I have some confusion regarding the notion of tensors in $SU(3)$ (or some other matrix Lie group, but let's keep the discussion to $SU(3)$).
For concreteness, I will refer to Peskin and Schroeder's discussion on this topic (see chapter 17.1), but I think the discussion is similar in many sources. They represent quarks by $q_i$, transforming according to the fundamental representation, and antiquarks by $\bar{q}^i$, transforming according to the anti-fundamental representation. While not spelled out very explicitly, it seems they only put the matrix indices downstairs. Hence the transformation laws should look like $$q'_{i} = U_{ij}q_j$$ and $$\bar{q}'^i = U_{ij}^* \bar{q}^j = (U^\dagger)_{ji}\bar{q}^j.$$ First of all, is this a correct understanding of their notation (Q1)?

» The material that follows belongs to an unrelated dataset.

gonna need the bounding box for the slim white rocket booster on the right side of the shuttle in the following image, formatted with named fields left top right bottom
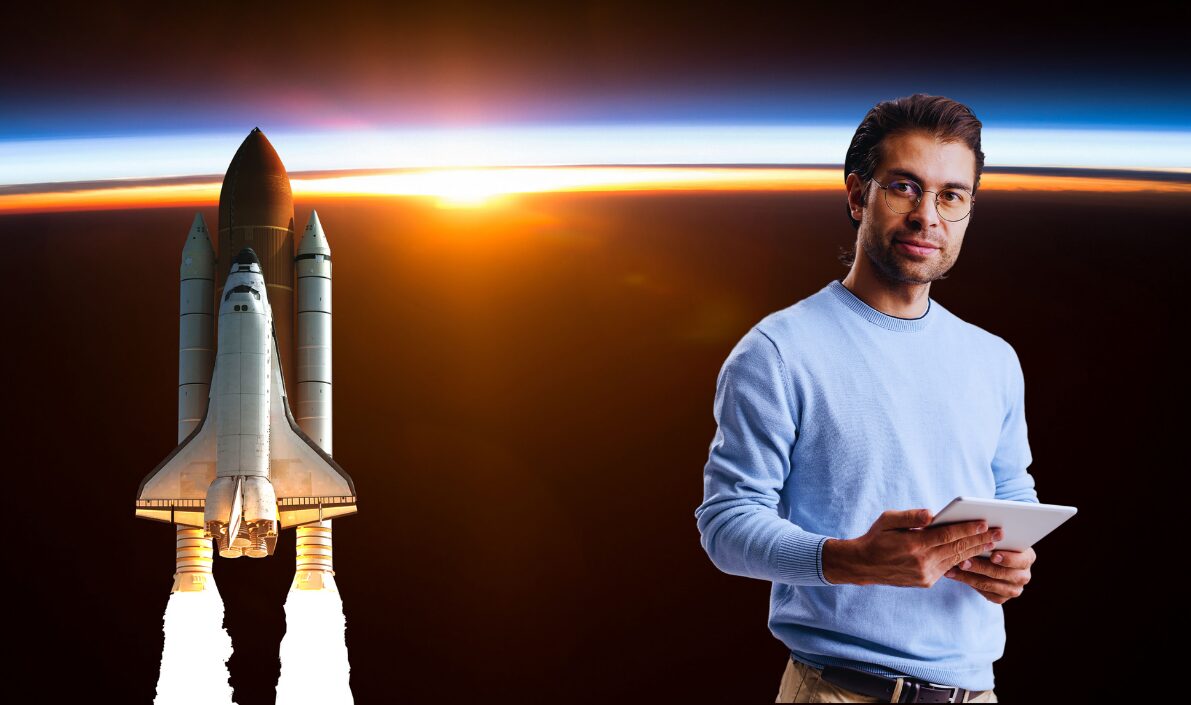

Moving on, they define $\epsilon_{ijk}$ as the totally antisymmetric combination of three fundamental representations. Thus, it transforms according to $$\epsilon'_{ijk} = U_{il}U_{jm}U_{kn}\epsilon_{lmn} = \mathrm{det}(U)\epsilon_{ijk} = \epsilon_{ijk},$$ by virtue of $\mathrm{det}(U) = 1$. They also use the symbol $\epsilon^{ijk}$ but do not explicitly define it. If the index rules are consistent, I reckon it should transform according to $$\epsilon'^{ijk} = U_{il}^* U_{jm}^* U_{kn}^* \epsilon^{lmn} = (U^\dagger)_{li} (U^\dagger)_{mj} (U^\dagger)_{nk} \epsilon^{lmn} = \mathrm{det}(U^\dagger)\epsilon^{ijk}=\epsilon^{ijk},$$ by virtue of $\mathrm{det}(U^\dagger) = 1$. Is this a correct understanding of the meaning of $\epsilon^{ijk}$ in their notation (Q2)?
Next, they state that the only allowed (simple) hadrons are $\bar{q}^iq_i$, $\epsilon^{ijk}q_iq_jq_k$ and $\epsilon_{ijk}\bar{q}^i\bar{q}^j\bar{q}^k$, from the requirement that hadrons be invariant under $SU(3)$. However, this statement somewhat surprises me given the transformation laws established above. For any $SU(3)$ tensor $f^{ijk}$ (not related to the structure constants), where the upstairs indices would transform just like they do for $\epsilon^{ijk}$, it seems to me that the object $f^{ijk}q_iq_jq_k$ would be invariant simply by virtue of being fully contracted. To whit: $$f^{ijk}q_iq_jq_k \to f'^{ijk}q'_i q'_j q'_k = U_{il}^* U_{jm}^* U_{kn}^{*}f^{lmn}U_{ir}q_rU_{js}q_sU_{kt}q_t = (U^\dagger)_{li}U_{ir}(U^\dagger)_{mj}U_{js}(U^\dagger)_{nk}U_{kt}f^{lmn}q_rq_sq_t = \delta^l_r\delta^m_s\delta^n_tf^{lmn}q_rq_sq_t=f^{lmn}q_lq_mq_n = f^{ijk}q_iq_jq_k.$$ Am I missing anything here (Q3)?
Thinking a bit more about this, perhaps the issue lies in how we would actually go about defining the object $f^{ijk}$ introduced above. In the case of the Levi-Civita, the invariance, in the sense that the components stay the same, means that we can sensibly define the tensor $\epsilon^{ijk}$. However, for an object like $f^{ijk}$, which may not be invariant, we would have to define its components in some preferred $SU(3)$ "frame" (for lack of a better word), which probably does not make much sense. Is this where the issue lies (Q4)?
I would like to add that I am well aware that one sometimes does not view the Levi-Civita $\epsilon^{ijk}$ and $\epsilon_{ijk}$ as tensors, but rather as index symbols, not subject to any $SU(3)$ transformations. To me, this is the more sensible viewpoint. In this case, the invariance of $\epsilon^{ijk}q_iq_jq_k$ does depend crucially on the properties of the Levi-Civita, because the transformation now looks like $$\epsilon^{ijk}q_iq_jq_k \to \epsilon^{ijk}q'_i q'_j q'_k = \epsilon^{ijk}U_{ir}q_rU_{js}q_sU_{kt}q_t = \mathrm{det}(U)\epsilon^{rst}q_rq_sq_t = \epsilon^{rst}q_rq_sq_t = \epsilon^{ijk}q_iq_jq_k,$$ by virtue of $\mathrm{det}(U)=1$. However, Peskin and Schroeder do indeed define $\epsilon_{ijk}$ and $\epsilon^{ijk}$ as tensors, so this argument does not apply.